Malaco Collection Lifts Up 75 Years of Gospel Music
At its heart, gospel music is joyous, celebrating life, love, hope, and redemption, even in the face of loss, uncertainty, and death. The music itself — fervent choruses that mount higher and higher with praise, call-and-response shouts that pull listeners into the heart of the song, the thrumming organ that floats under the choir’s wings, the bright guitars and driving percussion of contemporary gospel — moves body and soul to sway and be carried away. The 100 recordings that The Gospel According to Malaco: Celebrating 75 Years of Gospel Music collects in this 8-CD set is cause for a joyous celebration, of the music, of Malaco’s 50th anniversary, and of the label’s history in massing the largest catalog of black gospel music in the world. Renowned gospel music scholar Robert Marovich (A City Called Heaven: Chicago and the Birth of Gospel Music) tells the stories of each song in the collection in a beautiful, full-color illustrated book that accompanies the set. The book alone is worth the price ($69.95).
When Tommy Couch and Mitchell Malouf founded the Malaco Music Group in Jackson, Mississippi, in 1968, it didn’t start out in the gospel music business. The duo formed the group as a soul music label, emulating Stax, Atlantic, and Chess, among others. In 1975, though, Malaco signed the Jackson Southernaires, mainly because it had acquired the Peacock label on which the group had been appearing. Eventually, Malaco acquired gospel labels such as Savoy, Apollo, Atlanta International, and Shurfine, which gave Malaco a gospel catalog that reached back to the 1940s. As Marovich says of this set, “never before have so many memorable gospel songs from so many significant gospel stars been collected in one package. These songs brightened spirits when they were released and continue to do so whenever they are heard. This collection presents some of the best of African American gospel music and does it with the grace and dignity the songs deserve.”

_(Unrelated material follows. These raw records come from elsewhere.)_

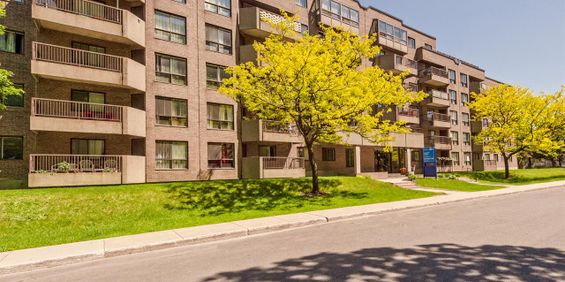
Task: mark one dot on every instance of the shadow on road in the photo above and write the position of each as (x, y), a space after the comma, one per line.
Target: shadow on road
(439, 262)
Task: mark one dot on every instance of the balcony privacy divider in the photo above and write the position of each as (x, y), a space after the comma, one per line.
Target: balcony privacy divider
(76, 57)
(76, 110)
(85, 8)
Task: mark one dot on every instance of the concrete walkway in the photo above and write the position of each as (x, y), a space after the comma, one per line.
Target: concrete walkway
(21, 260)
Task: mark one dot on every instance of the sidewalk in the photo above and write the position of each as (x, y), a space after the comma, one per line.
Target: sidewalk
(21, 260)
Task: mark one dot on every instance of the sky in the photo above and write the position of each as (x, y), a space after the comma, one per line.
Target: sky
(520, 42)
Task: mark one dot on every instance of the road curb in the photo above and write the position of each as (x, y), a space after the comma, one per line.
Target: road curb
(50, 256)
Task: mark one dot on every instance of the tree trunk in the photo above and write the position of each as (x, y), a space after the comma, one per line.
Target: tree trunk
(506, 167)
(314, 168)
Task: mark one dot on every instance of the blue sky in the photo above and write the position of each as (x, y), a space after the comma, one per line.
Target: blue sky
(516, 41)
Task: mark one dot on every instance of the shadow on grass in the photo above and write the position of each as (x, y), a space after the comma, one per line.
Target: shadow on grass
(437, 262)
(220, 197)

While fans of gospel music will be able to graze through a sumptuous feast here, there’s nourishment for everyone. The set contains songs by artists ranging from the familiar — Mahalia Jackson, Sister Rosetta Tharpe, the Original Soul Stirrers, Reverend James Cleveland — to the less familiar (except to gospel fans): The Highway QC’s, Reverend F.C. Barnes & Janice Brown, The New York Restoration Choir. A few of the highlights include The Jackson Southernaires’ moving version of the old spiritual “Sweet Hour of Prayer,” which includes a spoken word narrative floating through the song; Solomon Burke’s stirring version of Thomas A. Dorsey’s “Precious Lord, Take My Hand”; Mahalia Jackson’s lilting “Move on Up a Little Higher,” which is dominated by a stride piano and a jaunty organ playing call and response with each other underneath Jackson’s vocals; and Reverend Benjamin Cone’s “Pray in Your Own Way,” a narrative spoken over a tune that takes its structure from the old spiritual “Wade in the Water.”
Reverend James Cleveland & the Charles Fold Singers’ “Jesus is the Best Thing” plays off the tune of Gladys Knight & The Pips “You’re the Best Thing That Ever Happened to Me.” Myrna Summers’ glorious “Uncloudy Day” illustrates the power of a gospel song to transport us beyond ourselves. Summers’ soaring lead vocals are surrounded by transcendent choral vocals, lifting the roof off the church where the congregation is gathered. Dorothy Norwood’s reggae-inflected “Shake the Devil Off” is an energetic anthem that will have listeners actively dancing around to shake off the temptations they face.
There’s no better way to get acquainted — or re-acquainted — with the joys and beauty of gospel music than by getting lost in the memorable songs, and Marovich’s accompanying book, in The Gospel According to Malaco: Celebrating 75 Years of Gospel Music.